Some are calling it Nigeria’s new “boy band.” An “old boy band” would be more like it.
A new singing group that burst onto the Nigerian musical scene over the new year consists of senior citizens — a chorus of prominent past political and military leaders from Africa’s most populous nation. And they’re singing about peace, unity and goodwill in 2017.
Former President Olusegun Obasanjo, also once a military ruler of Nigeria, has a distinctive voice, which is enthusiastic but probably better suited to galvanizing the masses than carrying a tune.
Their music video features the vintage hymn, “O God, Our Help In Ages Past” sung in English and local Nigerian languages. The slick package zooms in on the individual singers, the conductor and the pianist interspersed with patriotic images of Nigeria. Singing alongside Obasanjo is Nigeria’s current vice president, Yemi Osinbajo. He’s the sort of tremulous tenor.
The video also features retired General Yakubu Gowon, who was in power during the Biafran civil war of the late 1960s. He’s got the quavery voice.

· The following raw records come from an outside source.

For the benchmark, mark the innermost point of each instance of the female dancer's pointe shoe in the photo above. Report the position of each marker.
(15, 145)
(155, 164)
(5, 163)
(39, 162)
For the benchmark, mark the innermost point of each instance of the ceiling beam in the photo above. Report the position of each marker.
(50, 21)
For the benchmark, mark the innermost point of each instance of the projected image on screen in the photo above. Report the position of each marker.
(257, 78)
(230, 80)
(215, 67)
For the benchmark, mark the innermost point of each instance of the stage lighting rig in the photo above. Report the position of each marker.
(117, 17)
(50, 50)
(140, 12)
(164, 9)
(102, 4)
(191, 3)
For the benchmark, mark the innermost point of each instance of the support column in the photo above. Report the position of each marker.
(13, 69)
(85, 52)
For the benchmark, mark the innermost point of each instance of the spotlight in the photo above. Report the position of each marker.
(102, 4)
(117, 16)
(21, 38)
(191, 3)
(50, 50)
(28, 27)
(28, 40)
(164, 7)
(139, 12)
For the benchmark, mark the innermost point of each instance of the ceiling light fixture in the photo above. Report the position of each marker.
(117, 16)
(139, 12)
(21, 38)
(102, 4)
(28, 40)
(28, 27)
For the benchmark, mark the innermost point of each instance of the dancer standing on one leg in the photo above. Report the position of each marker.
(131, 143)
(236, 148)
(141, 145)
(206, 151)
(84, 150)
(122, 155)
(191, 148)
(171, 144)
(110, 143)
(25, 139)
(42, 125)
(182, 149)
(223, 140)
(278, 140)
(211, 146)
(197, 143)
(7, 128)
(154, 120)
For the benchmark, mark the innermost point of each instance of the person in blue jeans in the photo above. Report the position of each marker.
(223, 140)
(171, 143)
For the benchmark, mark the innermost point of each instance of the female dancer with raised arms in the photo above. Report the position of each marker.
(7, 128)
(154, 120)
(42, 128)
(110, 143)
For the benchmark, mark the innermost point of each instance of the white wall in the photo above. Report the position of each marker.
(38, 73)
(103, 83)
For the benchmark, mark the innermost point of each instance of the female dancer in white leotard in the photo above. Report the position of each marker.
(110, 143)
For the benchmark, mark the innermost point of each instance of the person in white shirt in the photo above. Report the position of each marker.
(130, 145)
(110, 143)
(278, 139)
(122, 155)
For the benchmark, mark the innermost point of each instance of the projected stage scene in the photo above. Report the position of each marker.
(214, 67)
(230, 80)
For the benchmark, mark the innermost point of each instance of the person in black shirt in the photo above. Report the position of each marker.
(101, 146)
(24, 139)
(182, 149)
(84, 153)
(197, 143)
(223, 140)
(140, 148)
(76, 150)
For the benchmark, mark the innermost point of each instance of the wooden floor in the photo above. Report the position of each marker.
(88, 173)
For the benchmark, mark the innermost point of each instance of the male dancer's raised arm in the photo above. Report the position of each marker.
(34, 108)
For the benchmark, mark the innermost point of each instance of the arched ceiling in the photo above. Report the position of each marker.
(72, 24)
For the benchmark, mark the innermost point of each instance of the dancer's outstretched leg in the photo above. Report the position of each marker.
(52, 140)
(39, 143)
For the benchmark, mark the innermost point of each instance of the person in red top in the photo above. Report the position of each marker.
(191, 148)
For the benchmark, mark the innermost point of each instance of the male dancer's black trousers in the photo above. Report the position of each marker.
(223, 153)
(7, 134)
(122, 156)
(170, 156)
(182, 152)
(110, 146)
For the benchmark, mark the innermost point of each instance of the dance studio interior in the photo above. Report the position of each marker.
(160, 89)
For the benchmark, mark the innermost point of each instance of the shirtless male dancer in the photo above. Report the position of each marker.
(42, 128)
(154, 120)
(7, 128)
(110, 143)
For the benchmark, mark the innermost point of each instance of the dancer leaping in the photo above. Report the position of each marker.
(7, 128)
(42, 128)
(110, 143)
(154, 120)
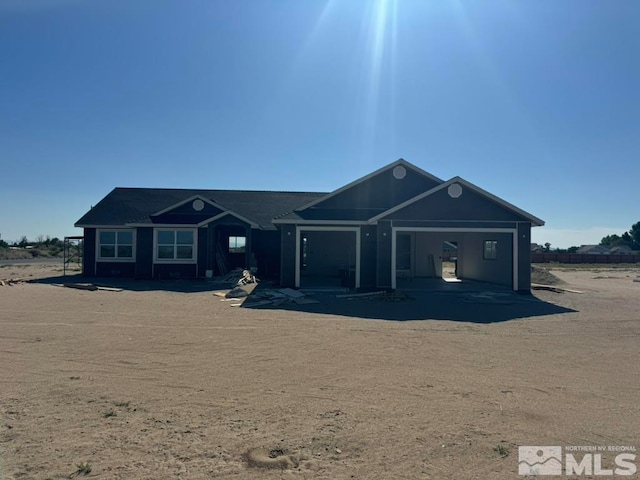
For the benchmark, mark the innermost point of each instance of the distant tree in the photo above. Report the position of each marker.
(634, 234)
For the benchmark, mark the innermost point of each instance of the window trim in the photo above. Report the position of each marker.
(494, 250)
(244, 247)
(130, 259)
(185, 261)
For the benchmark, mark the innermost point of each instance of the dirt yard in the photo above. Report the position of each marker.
(167, 384)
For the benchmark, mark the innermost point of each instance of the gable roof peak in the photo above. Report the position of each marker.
(399, 162)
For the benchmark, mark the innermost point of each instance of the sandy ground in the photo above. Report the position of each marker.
(153, 384)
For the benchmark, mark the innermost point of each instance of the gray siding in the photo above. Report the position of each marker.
(473, 266)
(167, 271)
(327, 252)
(115, 269)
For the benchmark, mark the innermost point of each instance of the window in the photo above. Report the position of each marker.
(237, 244)
(490, 249)
(175, 245)
(115, 245)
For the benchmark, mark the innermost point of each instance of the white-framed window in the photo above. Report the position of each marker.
(117, 245)
(237, 244)
(175, 245)
(490, 249)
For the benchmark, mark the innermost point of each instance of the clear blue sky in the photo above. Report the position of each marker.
(536, 101)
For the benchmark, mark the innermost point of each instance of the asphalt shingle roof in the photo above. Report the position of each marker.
(136, 205)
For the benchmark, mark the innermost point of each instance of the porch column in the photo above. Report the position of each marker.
(247, 248)
(384, 276)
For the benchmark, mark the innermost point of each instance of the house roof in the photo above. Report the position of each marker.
(124, 206)
(400, 162)
(535, 221)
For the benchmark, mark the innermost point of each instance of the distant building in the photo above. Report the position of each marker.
(621, 250)
(594, 250)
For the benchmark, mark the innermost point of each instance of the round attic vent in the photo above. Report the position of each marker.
(454, 190)
(399, 172)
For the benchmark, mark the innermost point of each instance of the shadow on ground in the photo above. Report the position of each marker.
(136, 285)
(482, 306)
(474, 303)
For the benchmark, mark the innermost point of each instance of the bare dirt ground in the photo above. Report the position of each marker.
(153, 384)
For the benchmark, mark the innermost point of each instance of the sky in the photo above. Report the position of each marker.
(536, 101)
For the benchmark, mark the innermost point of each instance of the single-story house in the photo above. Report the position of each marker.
(375, 232)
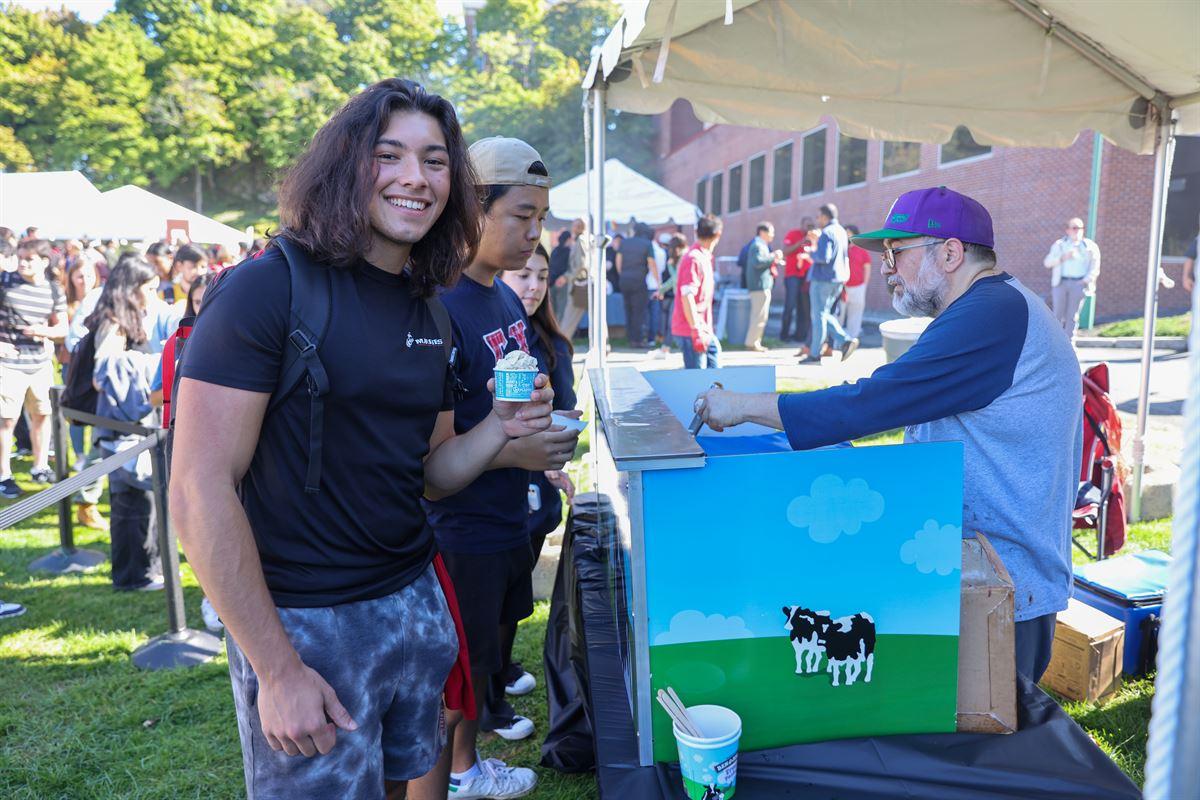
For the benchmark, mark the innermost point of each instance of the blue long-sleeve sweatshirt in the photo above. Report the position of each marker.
(995, 372)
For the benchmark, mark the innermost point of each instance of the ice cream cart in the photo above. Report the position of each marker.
(814, 593)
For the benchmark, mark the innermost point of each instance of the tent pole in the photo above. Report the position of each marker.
(1173, 769)
(1164, 151)
(598, 322)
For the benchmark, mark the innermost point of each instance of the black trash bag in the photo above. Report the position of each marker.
(569, 745)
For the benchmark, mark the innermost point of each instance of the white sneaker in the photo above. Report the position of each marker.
(522, 685)
(211, 620)
(496, 781)
(521, 728)
(11, 609)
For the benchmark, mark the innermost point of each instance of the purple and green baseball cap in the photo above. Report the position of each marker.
(936, 211)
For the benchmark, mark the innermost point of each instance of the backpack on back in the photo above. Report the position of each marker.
(79, 392)
(309, 316)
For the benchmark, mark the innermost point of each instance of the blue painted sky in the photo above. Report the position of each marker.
(747, 535)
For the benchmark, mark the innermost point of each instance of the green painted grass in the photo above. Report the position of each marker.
(1176, 325)
(912, 690)
(77, 722)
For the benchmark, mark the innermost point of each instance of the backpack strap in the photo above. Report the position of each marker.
(309, 316)
(442, 318)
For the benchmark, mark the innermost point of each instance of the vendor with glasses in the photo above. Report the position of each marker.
(991, 371)
(1074, 263)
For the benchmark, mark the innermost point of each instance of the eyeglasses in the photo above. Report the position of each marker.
(889, 253)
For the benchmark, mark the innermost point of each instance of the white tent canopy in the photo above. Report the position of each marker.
(1018, 73)
(144, 216)
(631, 196)
(60, 205)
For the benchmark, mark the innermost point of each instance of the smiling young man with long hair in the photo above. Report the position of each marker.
(340, 638)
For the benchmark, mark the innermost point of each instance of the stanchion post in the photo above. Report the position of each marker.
(180, 645)
(67, 558)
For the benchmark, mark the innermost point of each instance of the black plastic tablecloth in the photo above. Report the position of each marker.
(1049, 757)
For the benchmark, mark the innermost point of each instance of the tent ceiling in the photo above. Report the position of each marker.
(916, 70)
(629, 194)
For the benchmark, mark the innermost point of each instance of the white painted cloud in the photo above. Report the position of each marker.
(934, 548)
(834, 507)
(695, 626)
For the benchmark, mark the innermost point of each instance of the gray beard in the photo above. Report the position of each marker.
(927, 298)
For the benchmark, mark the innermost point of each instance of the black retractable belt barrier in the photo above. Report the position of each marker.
(180, 645)
(66, 557)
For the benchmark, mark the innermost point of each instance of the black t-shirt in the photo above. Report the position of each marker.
(491, 513)
(364, 535)
(634, 268)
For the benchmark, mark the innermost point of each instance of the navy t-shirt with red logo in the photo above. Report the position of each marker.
(491, 515)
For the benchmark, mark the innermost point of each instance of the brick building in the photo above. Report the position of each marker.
(747, 175)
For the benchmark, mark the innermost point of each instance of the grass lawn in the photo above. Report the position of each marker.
(1177, 325)
(78, 722)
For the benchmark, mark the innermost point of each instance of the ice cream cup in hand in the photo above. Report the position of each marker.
(515, 374)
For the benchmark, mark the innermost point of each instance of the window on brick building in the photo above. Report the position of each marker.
(961, 146)
(813, 162)
(851, 161)
(735, 188)
(757, 170)
(781, 174)
(899, 157)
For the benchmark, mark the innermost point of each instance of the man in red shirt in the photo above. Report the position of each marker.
(691, 320)
(796, 283)
(856, 288)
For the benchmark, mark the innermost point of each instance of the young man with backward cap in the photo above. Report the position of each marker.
(991, 371)
(340, 636)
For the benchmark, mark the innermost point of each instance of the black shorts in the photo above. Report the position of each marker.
(492, 589)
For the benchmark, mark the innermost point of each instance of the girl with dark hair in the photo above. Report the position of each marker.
(321, 560)
(531, 283)
(123, 373)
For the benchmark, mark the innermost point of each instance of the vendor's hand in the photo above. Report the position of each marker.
(525, 419)
(719, 409)
(295, 709)
(562, 481)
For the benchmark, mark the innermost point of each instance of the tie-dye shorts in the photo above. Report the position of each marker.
(388, 660)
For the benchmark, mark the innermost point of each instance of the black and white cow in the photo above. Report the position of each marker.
(805, 627)
(849, 642)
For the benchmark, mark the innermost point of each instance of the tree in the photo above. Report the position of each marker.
(193, 128)
(103, 104)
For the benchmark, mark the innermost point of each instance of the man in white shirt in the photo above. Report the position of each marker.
(1074, 263)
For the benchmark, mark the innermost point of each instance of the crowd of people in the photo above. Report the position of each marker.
(669, 286)
(111, 307)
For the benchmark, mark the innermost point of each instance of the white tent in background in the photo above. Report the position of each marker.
(60, 205)
(630, 196)
(1017, 73)
(141, 215)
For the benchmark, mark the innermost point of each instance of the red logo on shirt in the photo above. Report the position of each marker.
(516, 332)
(496, 342)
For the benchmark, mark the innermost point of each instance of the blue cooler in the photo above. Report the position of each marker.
(1129, 588)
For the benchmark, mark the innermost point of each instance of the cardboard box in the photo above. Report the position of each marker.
(1087, 649)
(987, 656)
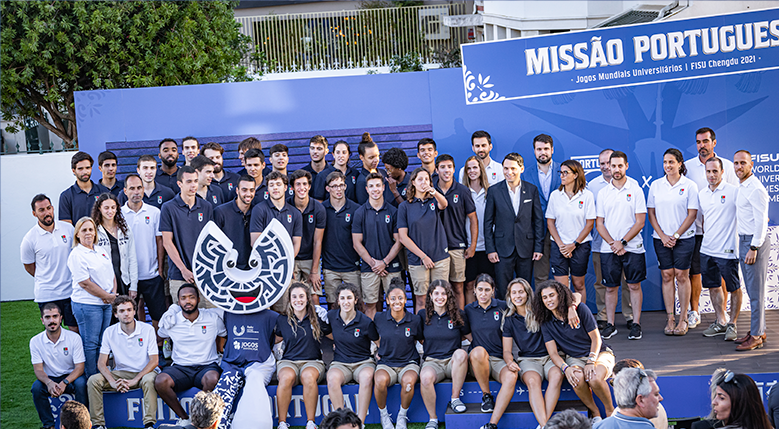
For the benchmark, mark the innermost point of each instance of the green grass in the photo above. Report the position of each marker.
(20, 321)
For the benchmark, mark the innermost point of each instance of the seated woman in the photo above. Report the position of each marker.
(586, 363)
(353, 332)
(484, 318)
(443, 326)
(399, 331)
(302, 330)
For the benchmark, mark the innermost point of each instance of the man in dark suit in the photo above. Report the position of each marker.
(545, 176)
(513, 225)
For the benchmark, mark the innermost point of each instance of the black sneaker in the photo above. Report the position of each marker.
(609, 331)
(635, 332)
(487, 404)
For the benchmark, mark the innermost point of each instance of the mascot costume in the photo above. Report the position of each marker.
(245, 296)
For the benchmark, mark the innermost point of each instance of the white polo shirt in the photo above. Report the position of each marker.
(752, 210)
(145, 225)
(131, 352)
(92, 264)
(49, 252)
(194, 343)
(618, 208)
(696, 171)
(571, 214)
(58, 358)
(671, 203)
(718, 208)
(494, 172)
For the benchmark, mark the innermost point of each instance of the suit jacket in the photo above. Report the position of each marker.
(503, 231)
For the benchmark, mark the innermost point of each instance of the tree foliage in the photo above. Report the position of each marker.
(52, 48)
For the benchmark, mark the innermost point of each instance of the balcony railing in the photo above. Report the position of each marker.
(362, 38)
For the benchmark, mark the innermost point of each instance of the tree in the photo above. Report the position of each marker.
(52, 48)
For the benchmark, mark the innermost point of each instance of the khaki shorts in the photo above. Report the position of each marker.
(457, 265)
(396, 372)
(539, 365)
(299, 365)
(302, 271)
(421, 276)
(605, 358)
(370, 285)
(351, 371)
(333, 279)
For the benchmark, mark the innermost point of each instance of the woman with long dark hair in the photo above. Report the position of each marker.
(113, 234)
(585, 360)
(672, 205)
(444, 327)
(302, 330)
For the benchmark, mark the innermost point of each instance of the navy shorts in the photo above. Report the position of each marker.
(678, 257)
(576, 265)
(714, 269)
(695, 264)
(185, 377)
(633, 264)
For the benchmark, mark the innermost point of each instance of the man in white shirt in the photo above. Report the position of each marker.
(754, 246)
(144, 221)
(719, 250)
(481, 143)
(705, 141)
(621, 216)
(58, 361)
(44, 252)
(134, 346)
(595, 186)
(195, 333)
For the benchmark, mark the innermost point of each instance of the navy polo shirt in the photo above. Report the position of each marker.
(313, 217)
(423, 220)
(453, 218)
(442, 336)
(352, 340)
(321, 194)
(249, 337)
(398, 339)
(485, 326)
(185, 223)
(300, 344)
(228, 184)
(289, 216)
(169, 180)
(531, 344)
(377, 228)
(338, 252)
(235, 224)
(75, 203)
(573, 342)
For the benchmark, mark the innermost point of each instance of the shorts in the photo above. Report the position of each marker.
(185, 377)
(695, 263)
(612, 266)
(299, 365)
(333, 279)
(457, 265)
(421, 276)
(678, 257)
(351, 371)
(478, 264)
(714, 269)
(370, 285)
(65, 310)
(540, 365)
(576, 265)
(396, 372)
(153, 296)
(302, 271)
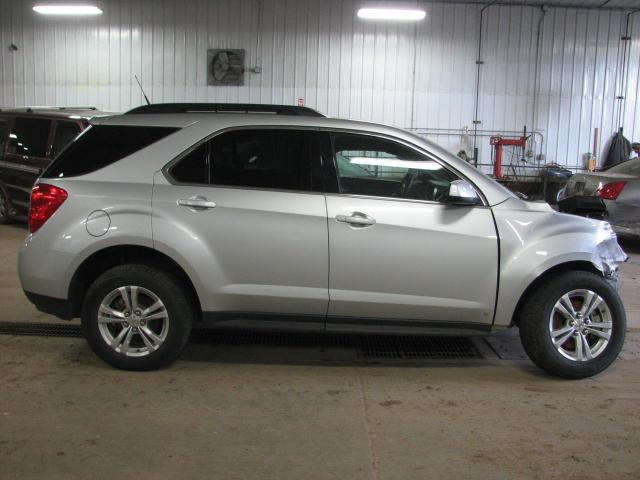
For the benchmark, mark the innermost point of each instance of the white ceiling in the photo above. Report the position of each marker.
(617, 4)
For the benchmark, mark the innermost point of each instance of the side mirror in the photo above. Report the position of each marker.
(462, 192)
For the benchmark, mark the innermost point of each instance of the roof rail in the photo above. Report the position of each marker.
(34, 108)
(224, 108)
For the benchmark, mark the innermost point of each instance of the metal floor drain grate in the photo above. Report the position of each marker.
(416, 347)
(367, 347)
(40, 329)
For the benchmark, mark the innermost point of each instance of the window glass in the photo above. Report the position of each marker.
(4, 133)
(629, 167)
(29, 137)
(269, 158)
(193, 168)
(102, 145)
(377, 167)
(65, 133)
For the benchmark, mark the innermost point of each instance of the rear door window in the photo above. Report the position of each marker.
(4, 133)
(263, 158)
(30, 137)
(64, 135)
(102, 145)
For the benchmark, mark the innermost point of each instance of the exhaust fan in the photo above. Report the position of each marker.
(225, 67)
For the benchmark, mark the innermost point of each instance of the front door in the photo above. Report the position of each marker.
(242, 210)
(400, 256)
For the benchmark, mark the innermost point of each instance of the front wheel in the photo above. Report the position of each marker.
(573, 326)
(137, 318)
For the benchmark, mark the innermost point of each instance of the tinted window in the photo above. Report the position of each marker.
(377, 167)
(629, 167)
(194, 167)
(65, 133)
(29, 137)
(269, 158)
(4, 133)
(102, 145)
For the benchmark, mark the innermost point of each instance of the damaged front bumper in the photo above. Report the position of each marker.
(608, 254)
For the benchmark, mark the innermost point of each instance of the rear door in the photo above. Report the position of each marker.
(246, 212)
(26, 157)
(400, 256)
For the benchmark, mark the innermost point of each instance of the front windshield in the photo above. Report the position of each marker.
(630, 167)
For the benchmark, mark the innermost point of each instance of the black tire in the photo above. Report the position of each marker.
(4, 209)
(534, 325)
(179, 308)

In the red cap is another former military man and baritone, Commodore Ebitu Ukiwe, and, in the black hat, retired General Oladipo Diya, who was a de facto military vice president during the brutal regime of Sani Abacha in the 1990s.
Then there are a couple of Nigeria’s former civilian leaders — a vice president, Alex Ekueme with his distinctive white hair, and an interim president, gravelly-voiced bass Ernest Shonekan.
The hymn, which was adapted from Psalm 90 centuries ago by “the father of English hymnody” Isaac Watts, includes the lyrics:
O God, our help in ages past,
our hope for years to come;
be thou our guide while life shall last,
and our eternal home.
After their performance, the leaders called on divine intervention to keep Nigeria peaceful and united.
Obasanjo said: “God created Nigeria as we are and God does not make any mistake. We should thank God for that.”
“In spite of the mess we try to make of the country, [God] manages to rescue us when we get to the edge of the precipice and we thank him for that,” said Ekueme.
Vice president Osinbajo, who posted the recording on his Twitter feed, told the assembled group: “God has done us a great turn by providing everything that we need to live abundantly and to live prosperously.”
It’s not clear whether these Nigerian singer-leaders have come together to raise money for charity or just to wish their compatriots goodwill and unity for a peaceful 2017. But they’ve certainly grabbed the headlines — some good, some bad.
While some people say they’ve been moved to tears watching Nigeria’s former leaders and vice president sing lustily, many others were not impressed.
One social media comment described the video as “disgusting to behold — evil men who deceived Nigerians and are now trying to deceive God.”
Another derided a “rogues’ gallery,” while another commenter asked — “What did they want God to help them for??? When they were [in power], they mess up dis country, corrupt #past leader @corrupt music group of Nigeria.”